Beiträge von Fridulin

    Maikel: Das war nur um nochmal zu zeigen, wie perfide diese Menschen sein können. Wie und ob sich gerade jüngere Menschen wehren können, ist ein ganz andere Frage.

    TCLIP: Wenn es der Handball schafft nun unabhängige Strukturen zu schaffen, wäre extrem viel erreicht und es würde wohl einige Fälle verhindern. Das alles wirklich aufgeklärt wird und die Verantwortlichen auch die folgen ihres Handels tragen müssen, daran glaube ich auch nicht. Um so wichtiger, dass die Chance für wichtige Schritt genutzt wird bevor alle wieder "Alltag" haben ?(

    InTheAirTonight: Er darf sich nicht strafbar machen - alles andere ist Ansichtssache... Mehr lese ich hier auch nicht raus.

    Das Tageblatt hat heute einen Artikel veröffentlich, der sich im Allgemeinen mit Sexuellen Missbrauch befasst.

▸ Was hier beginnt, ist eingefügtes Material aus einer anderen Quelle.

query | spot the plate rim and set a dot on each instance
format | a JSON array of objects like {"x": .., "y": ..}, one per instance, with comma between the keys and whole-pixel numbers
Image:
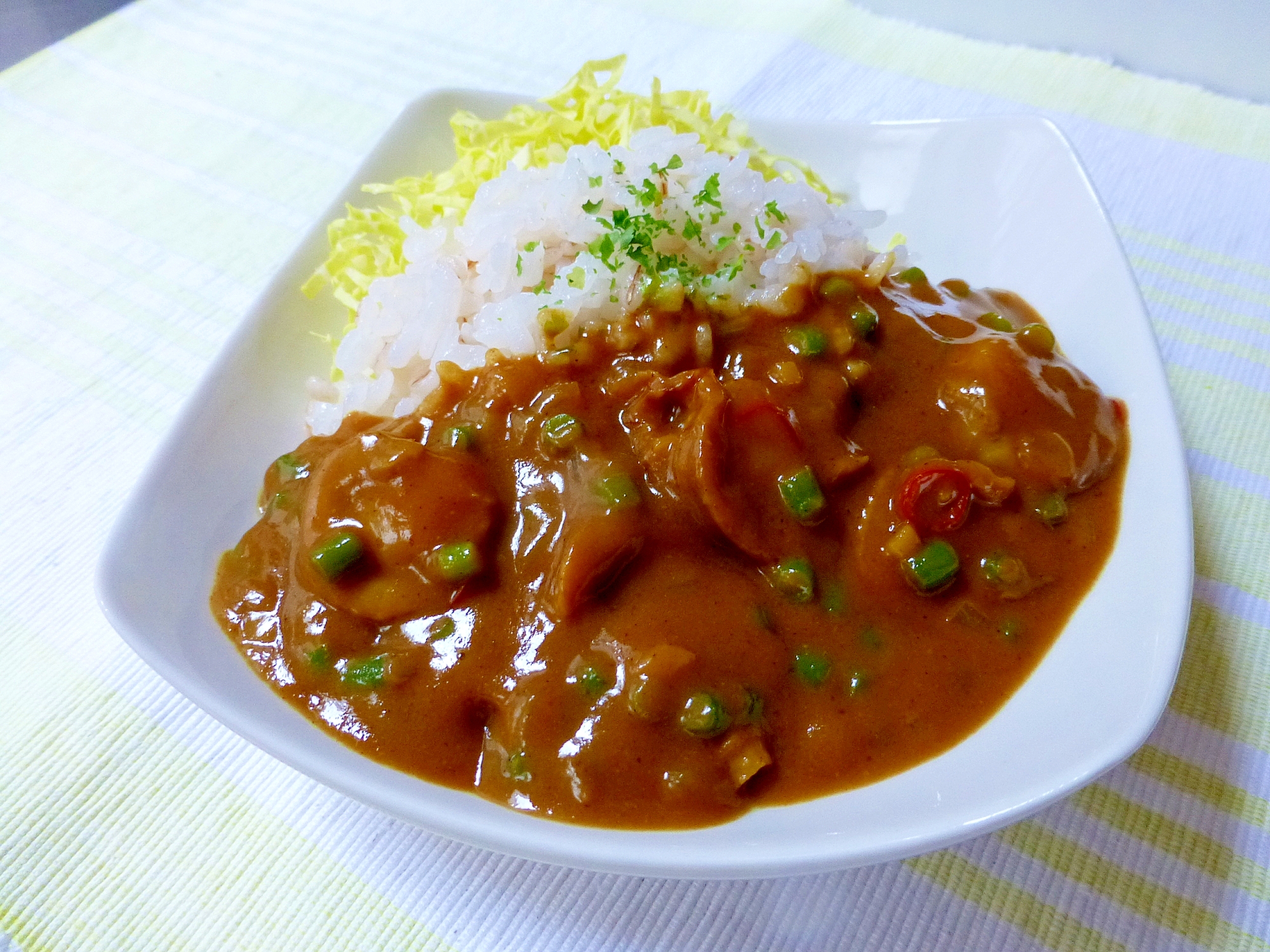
[{"x": 599, "y": 857}]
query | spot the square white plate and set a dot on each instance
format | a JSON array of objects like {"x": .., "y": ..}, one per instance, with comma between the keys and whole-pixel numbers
[{"x": 996, "y": 201}]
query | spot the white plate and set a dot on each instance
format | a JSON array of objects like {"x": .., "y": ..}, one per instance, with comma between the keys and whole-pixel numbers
[{"x": 999, "y": 202}]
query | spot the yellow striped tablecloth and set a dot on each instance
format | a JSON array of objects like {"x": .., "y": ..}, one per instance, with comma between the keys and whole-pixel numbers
[{"x": 154, "y": 172}]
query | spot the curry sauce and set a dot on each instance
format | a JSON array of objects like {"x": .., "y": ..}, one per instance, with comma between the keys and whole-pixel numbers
[{"x": 698, "y": 563}]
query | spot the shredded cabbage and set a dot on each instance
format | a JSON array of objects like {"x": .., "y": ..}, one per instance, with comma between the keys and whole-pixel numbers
[{"x": 366, "y": 244}]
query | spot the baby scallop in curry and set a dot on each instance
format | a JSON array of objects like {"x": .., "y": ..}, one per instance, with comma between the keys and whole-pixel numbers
[{"x": 704, "y": 562}]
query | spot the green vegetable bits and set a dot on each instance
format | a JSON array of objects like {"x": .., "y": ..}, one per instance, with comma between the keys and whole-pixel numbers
[
  {"x": 458, "y": 562},
  {"x": 864, "y": 319},
  {"x": 704, "y": 717},
  {"x": 807, "y": 341},
  {"x": 812, "y": 667},
  {"x": 802, "y": 496},
  {"x": 561, "y": 432},
  {"x": 618, "y": 491},
  {"x": 337, "y": 557},
  {"x": 934, "y": 568}
]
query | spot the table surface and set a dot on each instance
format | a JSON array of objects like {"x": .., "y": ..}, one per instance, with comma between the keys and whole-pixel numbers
[{"x": 154, "y": 172}]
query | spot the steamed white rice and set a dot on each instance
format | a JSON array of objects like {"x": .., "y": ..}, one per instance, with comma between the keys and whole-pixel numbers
[{"x": 523, "y": 248}]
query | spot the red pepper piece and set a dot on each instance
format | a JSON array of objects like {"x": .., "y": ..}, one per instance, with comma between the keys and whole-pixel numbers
[{"x": 937, "y": 498}]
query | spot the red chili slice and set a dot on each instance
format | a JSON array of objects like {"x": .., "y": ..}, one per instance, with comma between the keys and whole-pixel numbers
[{"x": 937, "y": 498}]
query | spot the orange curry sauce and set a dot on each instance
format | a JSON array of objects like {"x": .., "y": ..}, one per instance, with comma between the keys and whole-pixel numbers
[{"x": 676, "y": 571}]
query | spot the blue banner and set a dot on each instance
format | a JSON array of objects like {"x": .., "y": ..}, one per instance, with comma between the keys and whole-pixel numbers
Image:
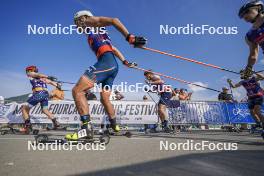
[{"x": 210, "y": 113}]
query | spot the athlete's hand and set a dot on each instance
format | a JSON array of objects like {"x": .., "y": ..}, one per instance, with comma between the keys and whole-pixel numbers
[
  {"x": 229, "y": 81},
  {"x": 137, "y": 41},
  {"x": 58, "y": 86},
  {"x": 52, "y": 78},
  {"x": 129, "y": 64},
  {"x": 248, "y": 70}
]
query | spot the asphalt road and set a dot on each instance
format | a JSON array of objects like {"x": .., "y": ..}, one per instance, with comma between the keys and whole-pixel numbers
[{"x": 139, "y": 155}]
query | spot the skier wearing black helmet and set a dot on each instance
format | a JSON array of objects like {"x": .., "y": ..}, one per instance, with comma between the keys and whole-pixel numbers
[{"x": 252, "y": 12}]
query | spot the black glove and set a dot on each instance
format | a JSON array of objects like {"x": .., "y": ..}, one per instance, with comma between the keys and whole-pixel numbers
[
  {"x": 137, "y": 41},
  {"x": 248, "y": 70},
  {"x": 129, "y": 64},
  {"x": 59, "y": 86},
  {"x": 52, "y": 78}
]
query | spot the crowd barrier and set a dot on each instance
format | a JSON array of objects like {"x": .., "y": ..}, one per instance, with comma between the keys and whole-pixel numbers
[{"x": 136, "y": 112}]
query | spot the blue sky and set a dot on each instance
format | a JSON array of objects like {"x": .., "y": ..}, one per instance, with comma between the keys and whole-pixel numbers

    Daraus will ich einen Teil zitieren, weil er nochmal unterschiede in den Täterprofile nennt. Es zeigt, wie unterschiedlich und schwer diese zu erkennen sind:

    • „Die unsympathische Autorität“: Beschimpfungen und Bestrafungen sind an der Tagesordnung; die Betroffenen beschreiben ein Klima des Gehorsams und der Angst, welches durch den Täter hervorgerufen wird. Dieser wird als dominante Person mit einer unantastbaren Autorität beschrieben.
    • „Der gewiefte Manipulator“: Er versucht durch Zuneigung, vermehrte Aufmerksamkeit und sportliche Förderung gezielt das Vertrauen der Betroffenen und des Umfeldes zu gewinnen. Einzelne Athleten zu isolieren, ihnen das Gefühl zu geben, auserwählt und etwas Besonderes zu sein, gehören ebenfalls zum manipulativen Vorgehen. Zudem schreckt er auch nicht vor öffentlichen Sanktionen und Demütigungen zurück, sobald er auf Widerstand und „Ungehorsam“ trifft.
    • „Der charmante Loverboy“: Dieser Täter-Typus versteht es, sich durch Komplimente, die über die sportliche Leistung hinausgehen, bei den Athletinnen und anderen (meist weiblichen) Personen beliebt zu machen. Durch das Gegeneinander-Ausspielen der zahlreichen „Bewunderinnen“ wird Neid und Missgunst gesät. Die Bewunderung wird sodann ausgenutzt, um die Betroffenen gefügig zu machen, das Umfeld zu blenden und auf seine Seite zu ziehen.
    • „Der sympathische Kumpel“: Er pflegt zu allen ein freundschaftliches, gar brüderliches Verhältnis, welches sich auch dadurch auszeichnet, dass die Trainer-Athletinnen-Beziehung weit über den Kontext des Sports hinausgeht. Er zeichnet sich zudem durch sein unentwegt hohes und selbstloses Engagement für den Verein und die Kinder und Jugendlichen aus. Er wird zur Vertrauensperson.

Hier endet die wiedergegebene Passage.